… and in the setting of the sun we will remember them…
Our images of war are based on stock pictures in our head because we have no reality. For each war we can probably pull up one or two images and the story to go with it. I suspect the reality of war is incredibly different from the just the visual of war along with a brief 3 minute sound bite. Which itself is a modern invention compared to war which is as old as man.
The best analogy that I can think of is what life is like in an operating room. The one or two minutes you watch on a show like ER or Grey’s Anatomy when they are in the operating room have no basis in reality. Something crazy happens and it’s instantly fixed by one person. Realistically it would be a huge team effort but that is never shown. So our “stock” images of the operating room are eschewed. The picture below has about 5 things that aren’t reality which medical people would point out.
The only way to really do that is
- Enlist and hit the front lines
- Talk to a veteran
- Become a journalist on the front lines
So I’ve opted for option two. I personally have never met the man but I’ve known of him for a while. I’ve worked with his sister-in-law for years and crossed paths with his wife/her sister in my volunteer life. I remember him being posted overseas and how relieved they were when he returned home. I’m incredibly grateful that he has allowed me to ask him some questions to get a better sense of how life was in combat and how it is now back in Canada. How else can we even begin the reality of what our service men and women and veterans alongside their families have gone through if we don’t ask questions and acknowledge their reality?
Apparently he gives interviews regularly and so was probably less nervous than I. Now the challenge is to translate my thoughts into words that do justice to his (and other’s) life of service. I will struggle to be as articulate as possible and try to remember that the story isn’t about how my writing feels but rather what the story says.

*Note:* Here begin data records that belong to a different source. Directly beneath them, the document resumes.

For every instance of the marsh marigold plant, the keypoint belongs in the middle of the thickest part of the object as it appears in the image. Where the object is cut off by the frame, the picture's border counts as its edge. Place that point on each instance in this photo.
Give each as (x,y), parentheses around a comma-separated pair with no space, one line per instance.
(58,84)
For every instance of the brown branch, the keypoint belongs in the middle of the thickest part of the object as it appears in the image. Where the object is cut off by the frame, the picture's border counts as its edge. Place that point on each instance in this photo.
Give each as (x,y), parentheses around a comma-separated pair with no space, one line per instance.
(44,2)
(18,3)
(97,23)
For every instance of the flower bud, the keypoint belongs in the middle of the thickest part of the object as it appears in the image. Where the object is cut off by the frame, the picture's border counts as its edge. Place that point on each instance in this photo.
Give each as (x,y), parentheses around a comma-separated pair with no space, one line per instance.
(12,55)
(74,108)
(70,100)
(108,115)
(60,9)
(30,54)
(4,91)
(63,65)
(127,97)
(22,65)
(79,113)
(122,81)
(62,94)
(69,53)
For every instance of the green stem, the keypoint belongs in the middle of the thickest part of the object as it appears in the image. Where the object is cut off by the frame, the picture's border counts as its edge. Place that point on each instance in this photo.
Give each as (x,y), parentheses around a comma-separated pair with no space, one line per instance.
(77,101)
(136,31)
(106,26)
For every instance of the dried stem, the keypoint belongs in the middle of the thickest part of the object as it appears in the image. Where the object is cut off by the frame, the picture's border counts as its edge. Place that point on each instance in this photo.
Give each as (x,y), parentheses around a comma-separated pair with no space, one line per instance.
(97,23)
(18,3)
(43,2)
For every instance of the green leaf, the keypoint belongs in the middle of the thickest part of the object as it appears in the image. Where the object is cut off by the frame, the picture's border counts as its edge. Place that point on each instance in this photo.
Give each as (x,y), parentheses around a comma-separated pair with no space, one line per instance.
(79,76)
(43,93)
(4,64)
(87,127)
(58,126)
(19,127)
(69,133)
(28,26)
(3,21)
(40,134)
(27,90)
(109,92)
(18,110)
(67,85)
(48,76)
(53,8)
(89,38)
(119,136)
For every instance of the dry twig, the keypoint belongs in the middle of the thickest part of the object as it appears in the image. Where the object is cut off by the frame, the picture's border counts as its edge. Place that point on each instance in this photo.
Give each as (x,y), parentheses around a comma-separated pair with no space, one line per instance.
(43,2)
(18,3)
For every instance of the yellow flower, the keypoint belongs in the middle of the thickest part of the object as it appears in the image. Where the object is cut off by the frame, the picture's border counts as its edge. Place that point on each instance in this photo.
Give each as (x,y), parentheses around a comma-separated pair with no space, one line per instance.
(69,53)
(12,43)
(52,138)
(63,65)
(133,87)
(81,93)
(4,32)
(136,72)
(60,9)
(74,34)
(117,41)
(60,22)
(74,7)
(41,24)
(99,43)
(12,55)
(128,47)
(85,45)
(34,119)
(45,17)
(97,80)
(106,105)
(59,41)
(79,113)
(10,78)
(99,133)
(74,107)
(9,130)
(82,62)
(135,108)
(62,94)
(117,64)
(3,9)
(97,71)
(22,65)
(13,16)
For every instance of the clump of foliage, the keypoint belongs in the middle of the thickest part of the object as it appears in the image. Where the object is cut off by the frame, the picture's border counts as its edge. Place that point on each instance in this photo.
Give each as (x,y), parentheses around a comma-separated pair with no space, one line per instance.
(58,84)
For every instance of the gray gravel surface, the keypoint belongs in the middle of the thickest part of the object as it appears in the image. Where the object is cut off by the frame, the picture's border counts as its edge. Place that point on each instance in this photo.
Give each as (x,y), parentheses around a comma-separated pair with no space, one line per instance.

There was much left unsaid. There are, as with most veterans, areas that it is easier not to share. Perhaps it is because we (the civilians) can’t grasp the realities or perhaps it is partly because speaking of it brings it all back to life or perhaps it is because we don’t speak the lingo to understand the nuances. Likely it is a combination off all those factors.
A strong family background of service influenced his upbringing. Stories of his maternal grandfather fighting at the Somme and Vimy Ridge. His father an Air Force Veteran in the Korean era. His service story began in 91 and included a tour of peace keeping in Croatia followed by a tour of duty in Bosnia and one in Afghanistan. He said that for every year of duty it takes him approximately a year out of the zone to return to a base line “normal”. There are those that he served with that never find that line again upon returning home and that is hard. Perhaps the hardest. The adrenalin of combat and the “routine” of the front line always have that underlying unknown factor. There will probably be no precursor knowledge to the incoming mortar attack that could take your life or limb.
It makes the leaving home the most difficult aspect of serving. Always parting and never knowing. So much so that 8 years after his return from duty the joy of falling asleep side by side at night has never diminished. Those years apart are fraught with anxieties on both ends and it must take special partnerships to withstand those trials and carve out a life during and after. The experience changes your life and so you don’t return home the same man you went as. But as each person deals with these changes with their own perspective and coping mechanisms.
When asked what we could do to support our veterans he asked that we acknowledge their contribution. The deep essence of it is that we ask the questions and truly listen to the answers. That if we can’t comprehend the lingo we do our research to have a base understanding. That’s the individual responsibility of each of us. Those polished boots
A significant contribution that we can make is to acknowledge that it is Remembrance Day not a holiday. That it is a time to reflect on those that have given a part or all for our country. It’s not a day to add to a long weekend to make a shopping trip but rather a time to reflect that we are blessed that others will give of themselves on our behalf. Think about their lack of sleep, the unwavering dedication, the hours alone away from loved ones, the miles marched, and the time spent taken to defend us deserves our up most respect.
So tomorrow PLEASE pause and reflect. Thank a veteran.